Google Duplex Shows the Way to a True Virtual Assistant
We are accustomed to thinking about voice assistants as helpful in fetching information, opening apps and executing simple commands. Today, Google CEO Sundar Pichai demonstrated how a true virtual assistant can be granted agency by the user and execute complex tasks on our behalf. A statement by Google clarified the scope and timeline for Google Duplex.
“This summer, we’ll start testing a new capability within the Google Assistant to help you make restaurant reservations, schedule hair salon appointments, and get holiday hours, over the phone. Powered by a new technology we call Google Duplex, the Assistant can call businesses on your behalf and understand complex sentences, fast speech, and long remarks, so it can get tasks done through a phone conversation.”
The demonstration moderated by Mr. Pichai involved Google Assistant being asked to set an appointment for a hair cut between 10 am and 12 noon on a specific day. Google Assistant called the preferred hair salon and negotiated an appropriate time for the appointment.
A lot happened in that interaction. First, Google Assistant was granted agency to complete a task that had some bounded requirements. Second, Google made a call to a salon and when a person answered asked to set an appointment for a “client.” A specific time as requested and when that time was available an alternate was suggested by the receptionist that was outside of the bounded time behind the original request. Google Assistant then asked for a start time between 10 am and 12 noon and an appointment was set for 10 am. The Assistant then confirmed the time and created a calendar entry for the user.
That interaction took about 1 minute to complete for Google Assistant after the phone was answered. However, it could have taken much longer if the caller was placed on hold or the receptionist wasn’t able to handle the request. The user saved at least one minute because the command to Google Assistant took only 1-2 seconds and zero cognitive load. Mr. Pichai commented:
It will save time for people and develop a lot of value for businesses…A common themes across all of these demonstrations is that we are working hard to give users back time.
This feature represents the next stage in assistant development. It moves virtual assistants out into the world beyond our living room or smartphone screen. Busy people have often wondered what it would be like to be in two places at once and how that could make them more productive. Features like Google Duplex enables Google Assistant to execute tasks on a user’s behalf so it is like having the productivity of personal assistant and being able to do two things at once.
This is precisely the value proposition that startup John Done hopes to tackle. The company’s co-founder and CEO Jeff Smith in 2017 demonstrated a virtual assistant calling florists in mid-town Manhattan to check on availability of a certain type of floral arrangement. The results were then reported back to the user, saving considerable time as the first several shops did not have availability.

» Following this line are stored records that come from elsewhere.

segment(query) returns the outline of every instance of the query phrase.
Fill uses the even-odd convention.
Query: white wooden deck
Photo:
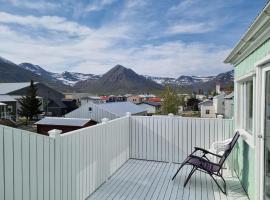
[[[248,200],[239,180],[227,171],[227,196],[219,191],[207,174],[196,172],[186,188],[183,187],[190,167],[184,167],[171,181],[179,165],[165,162],[128,160],[88,200]]]

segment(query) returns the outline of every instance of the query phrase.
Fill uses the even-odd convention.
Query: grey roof
[[[213,105],[213,101],[212,100],[205,100],[205,101],[203,101],[203,102],[201,102],[201,103],[199,103],[199,106],[212,106]]]
[[[9,102],[9,101],[16,101],[16,99],[10,95],[0,94],[0,101],[1,102]]]
[[[8,94],[10,92],[13,92],[13,91],[20,90],[22,88],[28,87],[29,85],[30,85],[30,82],[0,83],[0,94]]]
[[[147,104],[147,105],[154,106],[154,107],[160,107],[161,106],[160,102],[142,102],[142,103],[139,103],[139,104]]]
[[[45,117],[36,122],[39,125],[60,125],[60,126],[84,126],[91,119],[64,118],[64,117]]]
[[[127,112],[130,112],[131,114],[146,112],[145,109],[128,101],[103,103],[98,104],[98,106],[112,114],[118,115],[119,117],[125,116]]]

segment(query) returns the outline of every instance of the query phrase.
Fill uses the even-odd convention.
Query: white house
[[[199,103],[199,109],[201,111],[202,118],[215,118],[216,117],[215,107],[213,105],[212,100],[207,99]]]
[[[224,118],[231,119],[234,116],[234,93],[228,94],[224,97],[225,112]]]
[[[215,114],[216,115],[223,115],[225,113],[225,100],[224,97],[226,96],[225,93],[221,93],[217,96],[213,97],[213,105],[215,107]]]

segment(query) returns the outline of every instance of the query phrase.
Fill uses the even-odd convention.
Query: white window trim
[[[243,98],[246,96],[246,89],[245,85],[243,86],[244,82],[253,81],[253,120],[252,120],[252,132],[249,133],[245,130],[246,127],[246,112],[244,108],[246,108],[247,99]],[[244,87],[244,88],[243,88]],[[250,73],[246,74],[245,76],[239,77],[236,80],[236,93],[237,93],[237,110],[238,112],[235,113],[236,115],[236,131],[239,131],[240,135],[242,136],[243,140],[251,147],[255,148],[255,111],[256,111],[256,73],[255,71],[251,71]]]

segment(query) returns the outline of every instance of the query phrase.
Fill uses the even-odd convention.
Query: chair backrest
[[[228,158],[228,156],[230,155],[230,153],[232,152],[235,144],[237,143],[237,140],[240,137],[240,133],[237,131],[235,133],[235,135],[233,136],[232,141],[227,145],[224,154],[222,155],[220,161],[219,161],[219,166],[220,168],[222,167],[222,165],[224,164],[225,160]]]

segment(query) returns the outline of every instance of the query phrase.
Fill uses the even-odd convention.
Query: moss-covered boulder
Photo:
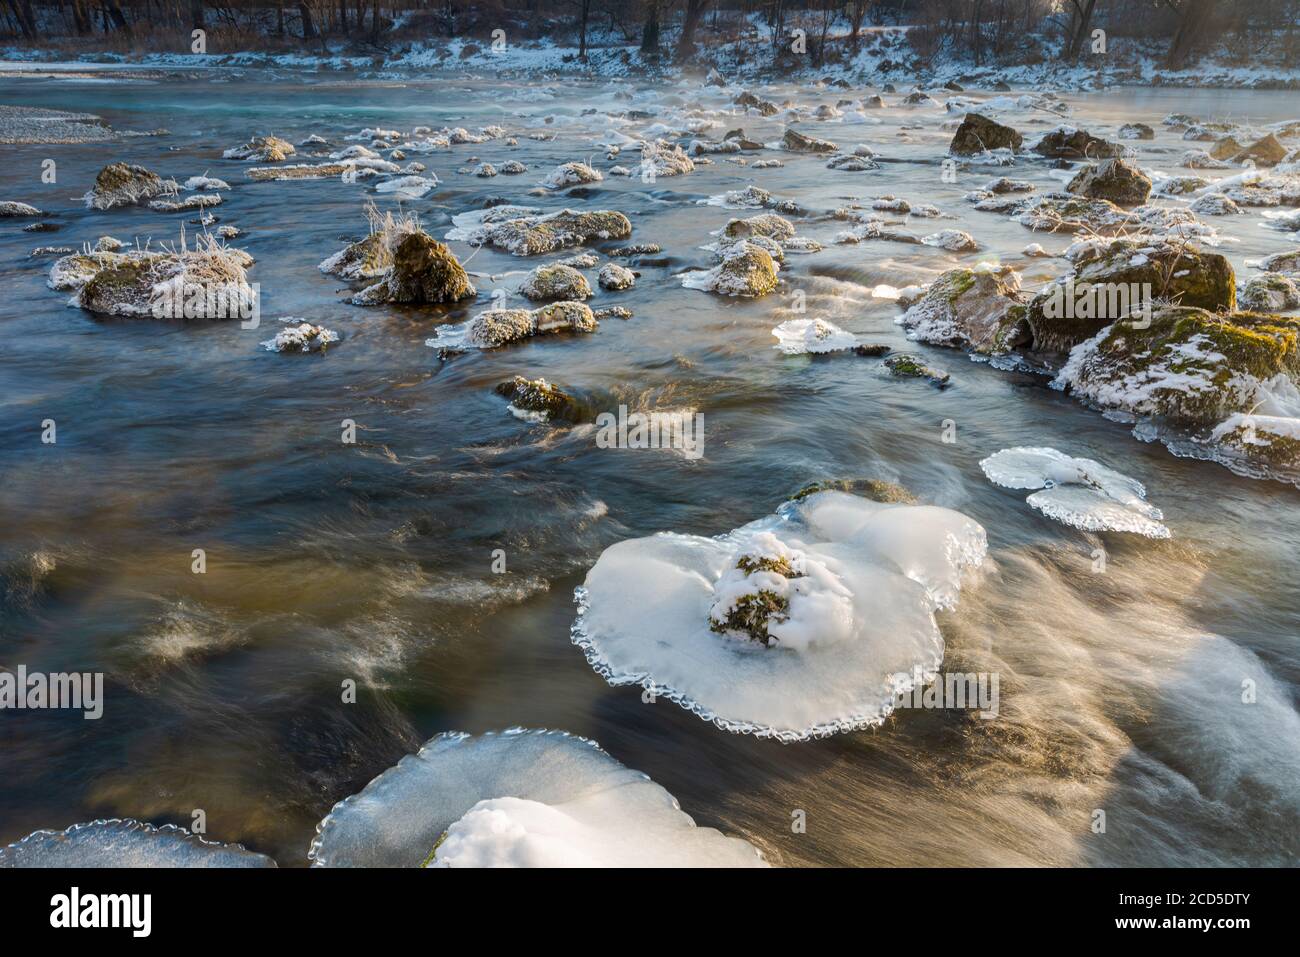
[[[1010,266],[951,269],[903,313],[902,324],[921,342],[1001,354],[1029,340],[1027,301]]]
[[[1286,147],[1272,133],[1257,139],[1231,156],[1233,163],[1253,163],[1255,166],[1276,166],[1286,158]]]
[[[489,309],[470,320],[466,341],[480,349],[558,332],[595,332],[599,323],[586,303],[553,302],[540,309]]]
[[[414,231],[393,249],[393,265],[373,286],[353,297],[357,305],[381,302],[459,302],[475,295],[474,286],[452,251],[428,233]]]
[[[1050,159],[1109,159],[1124,155],[1124,147],[1073,126],[1058,126],[1044,133],[1034,152]]]
[[[528,274],[519,287],[525,299],[545,302],[548,299],[590,299],[591,284],[587,277],[572,266],[559,263],[538,266]]]
[[[1025,322],[1035,351],[1063,353],[1155,302],[1231,311],[1237,305],[1232,264],[1194,246],[1118,240],[1035,296]]]
[[[1103,409],[1212,427],[1300,374],[1298,339],[1295,317],[1163,306],[1149,325],[1116,322],[1080,344],[1055,384]]]
[[[1066,189],[1116,206],[1141,206],[1151,195],[1151,177],[1122,159],[1108,159],[1080,170]]]
[[[99,171],[95,185],[82,199],[91,209],[133,206],[163,193],[176,193],[175,180],[163,179],[152,170],[128,163],[111,163]]]
[[[1009,126],[979,113],[967,113],[948,144],[954,156],[974,156],[985,150],[1018,150],[1025,138]]]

Google also plans to use the Duplex capability to improve its own knowledge graph. When you search for local businesses Google will often surface the hours of operation. However, those hours are frequently changed during the holidays. Google Assistant can be used to call the retail outlets and automatically update the knowledge graph with the holiday hours.
Using Speech Disfluency to Increase Humanlike Nature of Voices
You may also have noticed in the video that the speech from Assistant was very humanlike. Speech disfluency interjections such as “Mm, hmm” and “um” were used by the Google Assistant. You can see in the second video below that Google Assistant also uses slang such as “gotcha.” Combined with Google’s new WaveNet powered Assistant voices, this makes the virtual assistant almost indistinguishable on the phone from a human.
Another impressive aspect to this demonstration is how well Google Assistant interpreted heavily accented English and a human speaker that was not answering the questions that were asked. Despite these issues, Assistant was still able to move the conversation forward, learn that you could not make a reservation for a table of four and that wait times on Wednesday evenings were typically not long. It will be interesting to hear how this dynamic NLU and speech disfluency works in the real world when in production this summer, but the demonstration was very impressive.